Diez razones para no tener un Corgi; el amor de los Corgi por el muda es bien conocido. En todos los lugares que han pisado las patas cortas hay un rastro de pelo de perro. A veces, cuando el dueño le toca, tiene un puñado de pelo en la mano. Una de las diez razones para no tener un Corgi es que es propenso a la obesidad. La razón principal es que es un glotón de castigo y si no se le alimenta regularmente, ganará peso con facilidad. A medida que el Corgi envejece, la obesidad también puede ser un riesgo para su salud.

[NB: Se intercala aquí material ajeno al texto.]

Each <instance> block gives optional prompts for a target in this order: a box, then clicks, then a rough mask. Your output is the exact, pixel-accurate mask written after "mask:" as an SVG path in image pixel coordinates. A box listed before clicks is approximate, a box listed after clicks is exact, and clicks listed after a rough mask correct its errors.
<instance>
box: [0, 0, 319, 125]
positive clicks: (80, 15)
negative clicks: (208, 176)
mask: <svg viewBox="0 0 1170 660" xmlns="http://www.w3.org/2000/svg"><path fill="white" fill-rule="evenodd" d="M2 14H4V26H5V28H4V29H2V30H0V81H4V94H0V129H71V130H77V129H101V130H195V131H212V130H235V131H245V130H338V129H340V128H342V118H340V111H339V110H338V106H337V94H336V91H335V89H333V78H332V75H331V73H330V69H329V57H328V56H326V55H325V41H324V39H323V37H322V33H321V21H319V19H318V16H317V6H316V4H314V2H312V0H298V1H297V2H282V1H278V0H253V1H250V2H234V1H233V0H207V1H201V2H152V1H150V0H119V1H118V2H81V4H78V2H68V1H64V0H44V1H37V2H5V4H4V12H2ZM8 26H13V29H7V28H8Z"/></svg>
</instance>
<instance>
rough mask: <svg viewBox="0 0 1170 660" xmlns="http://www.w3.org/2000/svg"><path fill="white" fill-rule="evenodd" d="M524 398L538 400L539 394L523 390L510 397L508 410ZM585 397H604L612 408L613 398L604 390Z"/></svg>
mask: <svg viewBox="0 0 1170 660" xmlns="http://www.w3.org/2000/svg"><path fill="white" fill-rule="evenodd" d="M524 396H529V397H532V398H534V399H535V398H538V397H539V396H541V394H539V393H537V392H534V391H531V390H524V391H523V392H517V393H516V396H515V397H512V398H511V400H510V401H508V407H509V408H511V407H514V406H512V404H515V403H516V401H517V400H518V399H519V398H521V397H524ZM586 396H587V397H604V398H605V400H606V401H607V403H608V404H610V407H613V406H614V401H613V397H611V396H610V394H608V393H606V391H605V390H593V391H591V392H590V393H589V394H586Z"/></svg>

El Corgi es propenso a las enfermedades oculares y los propietarios deben lavarle los ojos con regularidad. Esto es especialmente cierto cuando se baña al perro, ya que el agua del baño o la loción pueden entrar fácilmente en los ojos y causar inflamación y moretones en las esquinas de los ojos. Los propietarios deben prestar atención a la limpieza diaria de los ojos de su perro, la eliminación de la cera de los ojos, el pelo suelto alrededor de los ojos, etc. Diez razones para no tener un Corgi; pobre apetito gastrointestinal Corgi es grande, en contraposición a la tripa Corgi no es realmente bueno. Si come un poco de comida áspera o fría, puede vomitar fácilmente, tener diarrea y tener heces oscuras. Si no hay un cambio notable en la condición después de añadir probióticos a su comida o agua potable, tendrá que ser visto por un médico. Diez razones para no tener un Corgi; susceptibles de enfermar Los Corgis tienen cuerpos largos, especialmente en la cintura, y huesos de Corgi delgados, mientras que los Corgis machos pueden tener huesos ligeramente más gruesos. Su columna vertebral es vulnerable a las lesiones cuando suben y bajan constantemente las escaleras o saltan bruscamente al suelo. La obesidad también puede ser una causa de enfermedad de la columna vertebral en los perros y puede incluso provocar parálisis. Diez razones para no tener un Corgi; vida corta Los Corgis son perros pequeños y suelen vivir entre 12 y 15 años, pero si la obesidad y los problemas de columna les afectan, la esperanza de vida media es relativamente corta, con una edad media de unos 12 años, mostrando a menudo importantes signos de vejez a los 11 años. Al Corgi le encanta la libertad, es testarudo y muy enérgico, sobre todo si no hay nadie en casa con él, por lo que se convertirá en el heredero del espíritu destructivo del Husky, destrozando lo que tenga delante para descargar su energía y sus emociones.
El Corgi es un perro pequeño, pero sus necesidades de ejercicio son casi las mismas que las de un perro grande, y como perro pastor, tiene la energía de un perro pastor en sus huesos. Diez razones para no tener un Corgi; difícil de adiestrar El coeficiente intelectual del Corgi ocupa el puesto 11 en el ranking de coeficientes intelectuales caninos, y sigue siendo relativamente alto. Tienen una gran capacidad de aprendizaje y comprensión, pero son testarudos y reacios a obedecer, por lo que los propietarios deben tener toda la paciencia y perseverancia a la hora de adiestrarlos, ya que, de lo contrario, es fácil que el Corgi crezca libremente y sea más difícil de domar cuando crezca. El Corgi, como perro de ganado, no sólo tiene la valentía y el espíritu de un perro pastor, sino también el rugido que puede disuadir al ganado y a las ovejas. El Corgi tiene una voz fuerte y está atento al menor sonido, especialmente cuando vigila la puerta, y ladrará con fuerza cuando haya extraños en la puerta de entrada, lo que fácilmente perturbará el sueño del propietario y de los vecinos.